Nobody would write out this critical information for human use but devs are suddenly overjoyed to write it all down now that they have expensive obsequious incompetent plagiarizing coding robots.

It's like every episode of The Simpsons with Homer being an idiot and doing the right thing for all the wrong reasons.

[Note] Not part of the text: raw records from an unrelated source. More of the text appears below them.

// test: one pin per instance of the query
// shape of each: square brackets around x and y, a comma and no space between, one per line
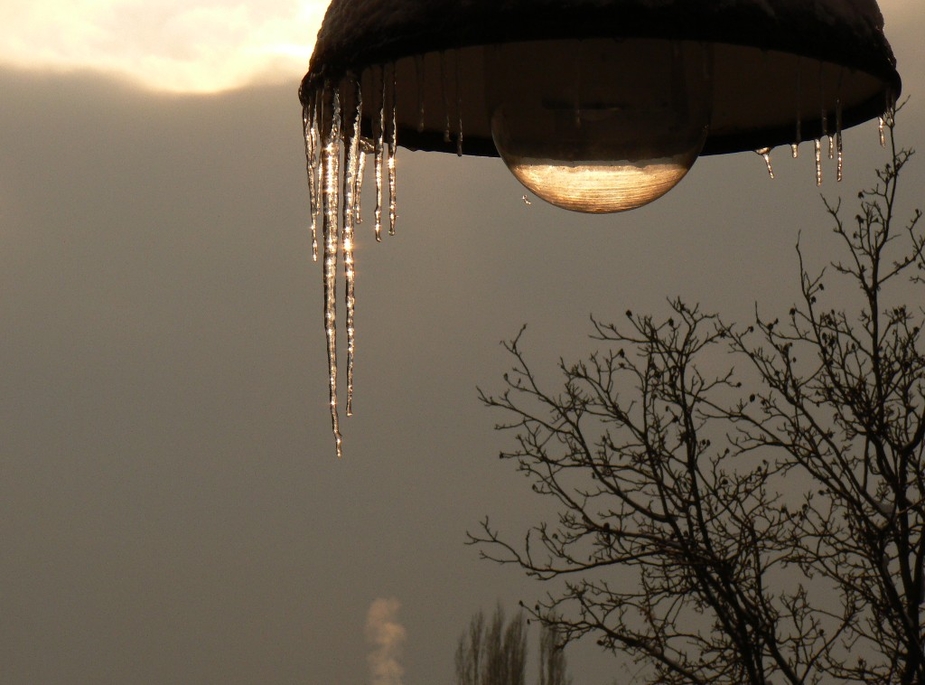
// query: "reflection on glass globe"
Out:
[599,125]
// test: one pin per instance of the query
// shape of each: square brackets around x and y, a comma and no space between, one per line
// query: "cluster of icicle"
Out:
[834,138]
[835,149]
[335,154]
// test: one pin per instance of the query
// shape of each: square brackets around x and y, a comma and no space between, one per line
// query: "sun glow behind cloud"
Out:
[187,45]
[171,45]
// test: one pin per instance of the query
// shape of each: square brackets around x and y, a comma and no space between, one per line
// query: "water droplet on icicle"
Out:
[765,153]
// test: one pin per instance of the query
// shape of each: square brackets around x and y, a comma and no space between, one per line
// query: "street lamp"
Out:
[594,105]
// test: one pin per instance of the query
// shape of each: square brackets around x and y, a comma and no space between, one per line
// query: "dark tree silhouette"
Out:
[495,653]
[757,525]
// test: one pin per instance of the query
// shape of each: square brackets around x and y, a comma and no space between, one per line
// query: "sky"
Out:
[171,509]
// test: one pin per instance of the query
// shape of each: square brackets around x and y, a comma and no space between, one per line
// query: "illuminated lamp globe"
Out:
[599,125]
[594,105]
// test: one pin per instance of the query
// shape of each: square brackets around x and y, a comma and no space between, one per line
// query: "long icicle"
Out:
[329,233]
[839,164]
[380,149]
[393,148]
[349,209]
[310,128]
[459,134]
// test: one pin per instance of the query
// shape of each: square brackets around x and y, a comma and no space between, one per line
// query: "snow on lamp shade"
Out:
[594,105]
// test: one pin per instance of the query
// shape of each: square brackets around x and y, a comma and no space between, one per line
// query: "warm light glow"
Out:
[599,125]
[169,45]
[599,189]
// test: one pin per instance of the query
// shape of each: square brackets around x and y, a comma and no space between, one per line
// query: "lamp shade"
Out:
[594,105]
[775,61]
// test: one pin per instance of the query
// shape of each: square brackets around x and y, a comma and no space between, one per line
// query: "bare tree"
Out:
[553,666]
[751,526]
[495,654]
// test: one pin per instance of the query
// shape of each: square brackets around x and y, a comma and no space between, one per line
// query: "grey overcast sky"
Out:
[170,507]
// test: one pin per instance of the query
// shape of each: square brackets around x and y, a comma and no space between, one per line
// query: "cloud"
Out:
[387,636]
[170,45]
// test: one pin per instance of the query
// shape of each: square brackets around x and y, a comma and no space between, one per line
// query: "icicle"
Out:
[419,67]
[310,127]
[329,231]
[765,152]
[838,142]
[446,98]
[795,145]
[458,110]
[349,207]
[366,147]
[818,149]
[380,149]
[393,148]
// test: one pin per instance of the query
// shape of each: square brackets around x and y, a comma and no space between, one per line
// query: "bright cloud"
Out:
[176,45]
[387,636]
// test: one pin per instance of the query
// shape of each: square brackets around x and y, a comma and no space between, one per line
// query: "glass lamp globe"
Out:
[599,125]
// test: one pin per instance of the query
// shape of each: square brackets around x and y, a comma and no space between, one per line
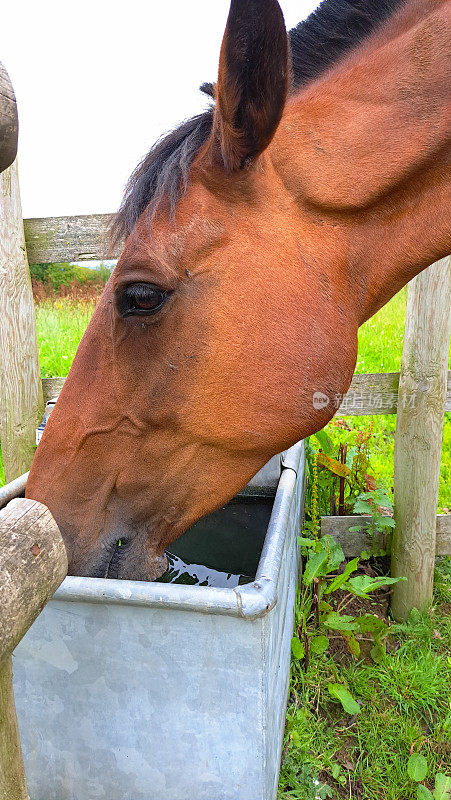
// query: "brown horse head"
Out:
[259,236]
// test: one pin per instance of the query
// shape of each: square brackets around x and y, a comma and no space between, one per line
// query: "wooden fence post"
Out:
[21,403]
[8,121]
[33,562]
[419,434]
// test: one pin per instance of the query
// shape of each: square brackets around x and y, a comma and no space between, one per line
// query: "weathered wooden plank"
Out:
[9,125]
[419,434]
[20,384]
[57,239]
[33,563]
[353,542]
[363,396]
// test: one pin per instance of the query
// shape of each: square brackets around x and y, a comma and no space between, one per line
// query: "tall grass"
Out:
[60,325]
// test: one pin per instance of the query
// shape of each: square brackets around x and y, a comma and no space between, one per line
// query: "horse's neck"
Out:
[401,235]
[367,145]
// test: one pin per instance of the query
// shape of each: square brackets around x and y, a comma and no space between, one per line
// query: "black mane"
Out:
[331,31]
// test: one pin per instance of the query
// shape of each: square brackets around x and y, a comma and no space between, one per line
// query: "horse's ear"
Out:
[254,70]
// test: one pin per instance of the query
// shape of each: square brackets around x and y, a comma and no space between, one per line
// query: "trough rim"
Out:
[249,601]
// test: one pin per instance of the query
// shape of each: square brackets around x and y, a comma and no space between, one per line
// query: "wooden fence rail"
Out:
[33,563]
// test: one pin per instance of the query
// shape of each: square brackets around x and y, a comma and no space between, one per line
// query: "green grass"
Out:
[404,707]
[60,325]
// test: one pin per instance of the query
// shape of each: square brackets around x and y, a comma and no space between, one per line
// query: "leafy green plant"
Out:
[323,558]
[417,770]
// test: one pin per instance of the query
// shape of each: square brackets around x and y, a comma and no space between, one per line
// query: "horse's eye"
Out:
[141,299]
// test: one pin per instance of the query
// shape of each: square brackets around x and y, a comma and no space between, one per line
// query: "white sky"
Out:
[98,82]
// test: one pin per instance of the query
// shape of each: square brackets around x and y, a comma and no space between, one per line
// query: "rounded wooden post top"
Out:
[9,125]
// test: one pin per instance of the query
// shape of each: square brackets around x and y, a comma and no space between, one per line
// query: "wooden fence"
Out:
[419,394]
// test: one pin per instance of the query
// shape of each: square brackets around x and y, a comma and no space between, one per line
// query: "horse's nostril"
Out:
[115,560]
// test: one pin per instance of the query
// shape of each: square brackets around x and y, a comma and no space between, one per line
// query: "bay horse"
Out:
[259,236]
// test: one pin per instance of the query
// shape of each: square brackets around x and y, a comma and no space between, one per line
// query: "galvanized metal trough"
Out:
[148,691]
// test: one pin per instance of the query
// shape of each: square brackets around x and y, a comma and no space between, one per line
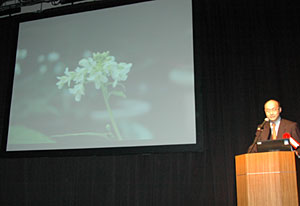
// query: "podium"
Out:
[268,178]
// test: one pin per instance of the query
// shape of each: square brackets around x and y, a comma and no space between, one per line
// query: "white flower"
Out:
[100,69]
[120,73]
[78,91]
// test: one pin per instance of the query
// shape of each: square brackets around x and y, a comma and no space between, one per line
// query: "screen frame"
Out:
[84,7]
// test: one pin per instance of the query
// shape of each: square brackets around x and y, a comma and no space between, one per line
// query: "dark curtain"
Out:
[246,52]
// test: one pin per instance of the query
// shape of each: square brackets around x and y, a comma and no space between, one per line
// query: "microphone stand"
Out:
[256,139]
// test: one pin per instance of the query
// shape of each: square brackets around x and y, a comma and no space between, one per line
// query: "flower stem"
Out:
[112,119]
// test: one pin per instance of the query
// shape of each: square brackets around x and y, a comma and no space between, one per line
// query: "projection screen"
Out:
[109,78]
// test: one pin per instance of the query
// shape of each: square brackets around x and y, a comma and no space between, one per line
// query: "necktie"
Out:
[273,131]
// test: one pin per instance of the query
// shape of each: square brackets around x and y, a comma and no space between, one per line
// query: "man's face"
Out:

There's so much anti-humanity bundled up in the commercial LLM space, it's infuriating and depressing.

Show thread

hajovonta Mar 8

@arclight
Yeah, actually writing the code is the boring stuff, mostly mechanical and error-prone. I did it for decades. Having a tool doing this part is great, because we can focus on what is more enjoyable: coming up with ideas, planning, setting up scope, providing oversight, controlling the process from a higher level, verifying results.

It is not everyone's cup of cake, I get that. It's not that it takes away the possibility of writing code by hand.

@sushee

Show thread

David Zaslavsky Mar 8

@hajovonta @sushee I agree that's probably the closest thing to a conclusion/main takeaway of the article, although it also became obvious to me about half an hour into my first time using an LLM to work on code, so I don't consider it particularly groundbreaking.

Show thread

Mindiell Mar 8

@sushee Main problem with IA and LLM is not "is it working ?" but "Is it destroying our planet ?".

Show thread

Prasun Mar 8

@sushee This is the response from the author https://x.com/doodlestein/status/2030135382411550856

Jeffrey Emanuel (@doodlestein) on X

Dedicate your time and money to open source. One of the nice benefits? Jealous, bad-faith losers can try to benchmark your unfinished code (that you never once claimed is done or ready for review) and then try to claim you’re a charlatan. This guy should be shunned and ignored.

X (formerly Twitter)

Show thread

morgan Mar 8

@sushee still far too optimistic

> An experienced database engineer using an LLM to scaffold a B-tree would have caught the is_ipk bug in code review because they know what a query plan should emit

good luck if all you've been doing for a couple years is deskilling yourself.

And even if that were true, the horrible externalities of llms are still there

Show thread

sabik Mar 8

@sushee
Odd conclusion, though; the claim in the conclusion that LLMs are sometimes useful doesn't seem to follow from anything in the body of the article 🤷‍♀️

Show thread

CarePackage17 Mar 8

@sabik @sushee yeah, I don't get it either, particularly the SQLite example.

"You can let the slop machine generate a half-broken version that looks like the real thing but it's actually slow and incorrect"

On the one hand, battle-tested, load-bearing software that shipped on a shitload of platforms (it's basically in every smartphone and PC operating system these days) and has been there for decades.
On the other hand...you can cosplay as a database dev?

What are we doing here even?

Show thread

David Zaslavsky Mar 8

@sabik @sushee I got the sense that wasn't meant to be the conclusion of the article though. The way I understood it, it's basically just a rant about agentic coding being used in a situation where it has almost no chance of doing well, and the author threw in a caveat at the end of "I'm not trying to say that LLMs are useless, just that this particular application is dumb."